I later found out that no one is allowed into the hospital unless they work there or are a patient. You cannot have people drop things off for you and, of course, no visitors. No flowers, no balloons. When the nurse came in to see me — No CNAs in the rooms — he or she wore two masks, a long gown, gloves and, sometimes, a face shield. Before they left the room, they would peel the extra mask off first, then the gloves, then the gown. Then they would sanitize their hands and put more gloves on. Doctors simply called you on the phone, or, if you were lucky, talked to you through your in-room iPad. Mine was missing. There was one positive thing about the gown situation. You know those paper gowns doctors and nurses wear that we’ve all seen in movies and on TV? When the pandemic hit, the company that makes those gowns went from charging 30 cents per gown to $30. A nurse told me the hospital immediately lost $8 million. The solution was finding a company that made reusable gowns, causing less waste in the long run.
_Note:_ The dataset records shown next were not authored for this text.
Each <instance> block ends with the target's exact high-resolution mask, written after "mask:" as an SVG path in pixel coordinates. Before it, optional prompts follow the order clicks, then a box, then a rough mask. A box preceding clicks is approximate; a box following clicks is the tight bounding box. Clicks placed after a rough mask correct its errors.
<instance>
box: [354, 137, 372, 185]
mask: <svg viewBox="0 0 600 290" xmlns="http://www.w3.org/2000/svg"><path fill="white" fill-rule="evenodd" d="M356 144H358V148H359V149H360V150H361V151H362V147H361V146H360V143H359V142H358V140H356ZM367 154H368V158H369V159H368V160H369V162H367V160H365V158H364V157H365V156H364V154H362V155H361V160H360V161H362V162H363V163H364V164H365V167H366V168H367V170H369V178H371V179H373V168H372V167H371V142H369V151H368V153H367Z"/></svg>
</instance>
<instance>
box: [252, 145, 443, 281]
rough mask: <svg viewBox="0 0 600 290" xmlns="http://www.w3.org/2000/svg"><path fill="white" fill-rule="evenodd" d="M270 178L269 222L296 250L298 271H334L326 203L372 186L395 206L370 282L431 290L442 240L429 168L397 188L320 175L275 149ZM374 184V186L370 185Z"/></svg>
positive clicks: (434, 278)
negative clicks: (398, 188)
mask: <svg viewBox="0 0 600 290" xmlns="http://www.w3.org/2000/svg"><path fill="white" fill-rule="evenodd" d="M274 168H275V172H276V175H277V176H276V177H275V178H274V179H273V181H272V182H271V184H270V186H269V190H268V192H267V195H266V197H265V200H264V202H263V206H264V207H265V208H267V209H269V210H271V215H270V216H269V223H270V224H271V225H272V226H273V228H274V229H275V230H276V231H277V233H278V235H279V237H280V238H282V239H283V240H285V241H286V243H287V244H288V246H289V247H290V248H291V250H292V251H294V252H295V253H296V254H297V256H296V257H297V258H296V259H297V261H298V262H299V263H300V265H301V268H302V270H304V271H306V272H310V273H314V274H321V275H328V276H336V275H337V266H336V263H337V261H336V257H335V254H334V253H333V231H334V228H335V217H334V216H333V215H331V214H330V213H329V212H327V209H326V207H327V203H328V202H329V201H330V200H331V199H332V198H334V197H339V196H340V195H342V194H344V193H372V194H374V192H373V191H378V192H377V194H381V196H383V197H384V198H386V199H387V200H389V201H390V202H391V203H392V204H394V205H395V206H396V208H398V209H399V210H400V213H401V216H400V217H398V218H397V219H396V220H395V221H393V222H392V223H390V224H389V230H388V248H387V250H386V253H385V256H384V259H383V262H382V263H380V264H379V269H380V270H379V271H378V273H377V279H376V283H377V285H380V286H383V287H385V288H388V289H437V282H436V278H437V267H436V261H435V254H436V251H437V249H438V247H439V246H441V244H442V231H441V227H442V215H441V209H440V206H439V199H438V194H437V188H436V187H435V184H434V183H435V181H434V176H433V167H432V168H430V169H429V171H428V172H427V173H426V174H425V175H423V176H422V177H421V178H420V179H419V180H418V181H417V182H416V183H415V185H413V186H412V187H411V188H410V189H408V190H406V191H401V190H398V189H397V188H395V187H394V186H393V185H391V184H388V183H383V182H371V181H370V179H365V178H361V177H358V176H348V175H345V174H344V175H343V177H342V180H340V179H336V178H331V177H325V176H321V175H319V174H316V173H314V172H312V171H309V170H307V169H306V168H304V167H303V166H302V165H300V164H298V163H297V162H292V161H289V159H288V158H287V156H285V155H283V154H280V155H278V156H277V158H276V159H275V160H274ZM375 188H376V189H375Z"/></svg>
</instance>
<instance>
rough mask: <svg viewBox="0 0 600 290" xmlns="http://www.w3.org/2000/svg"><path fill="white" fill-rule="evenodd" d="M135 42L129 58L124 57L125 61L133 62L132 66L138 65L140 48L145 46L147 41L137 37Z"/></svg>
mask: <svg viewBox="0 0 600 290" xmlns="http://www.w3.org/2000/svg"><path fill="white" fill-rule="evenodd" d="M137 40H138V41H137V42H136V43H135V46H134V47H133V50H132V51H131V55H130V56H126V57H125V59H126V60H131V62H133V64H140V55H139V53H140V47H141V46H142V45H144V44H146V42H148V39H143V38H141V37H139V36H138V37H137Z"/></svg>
The next day, I wrote this about what I was experiencing on the isolation floor:

There are a lot of scared people on this floor who I hear crying and begging to see their families. We all tend to become quiet when there is a code alert over the loudspeakers, as if everyone holds space for one of our own. It breaks my heart. It should break everyone’s heart.

Finally, they really wanted me to have a chest CT, but the people in CT would not do it. They didn’t want to take a chance of spreading the virus. The CT department you go to is different from the CT in the emergency department. Also, there was the issue of payment. My crappy insurance company decided that because I tested negative for the virus, we didn’t need to investigate the crazy things they were seeing in my lungs on the chest X-ray. I still don’t know what was going on in my lungs. What I do know is that the infectious disease doctor would not say I didn’t have the virus, despite two negative tests and negative antibody tests. We know that I had some nasty food poisoning and, at some point, mono. We know that my liver and kidneys were shutting down due to sepsis. Was it the food poisoning? Maybe. We don’t know.

So, the next time someone claims this disease is overblown or a conspiracy or whatever crazy thing they will think of next, tell them about the patients on the floor I was on. Tell them about the sobbing and the begging and the bargaining. Tell them about the compassionate care of the nurses and doctors, many of whom would stay in my room a little longer to talk about their fears for the future, all while reassuring me and practically begging me to tell them what I would like for them to bring me. It was as if they were worried I would be intubated and lose my last taste of cherry Jell-O. Finally, tell them about how I burst into tears when they said I may have to be quarantined for two weeks because I knew that I couldn’t fulfill my promise to my boss if I was prevented from going into the prison system. Tell them that, like so many of us, I was way more afraid of losing my income than I was of dying. And then, remind these short-sighted people that none of it had to be this way.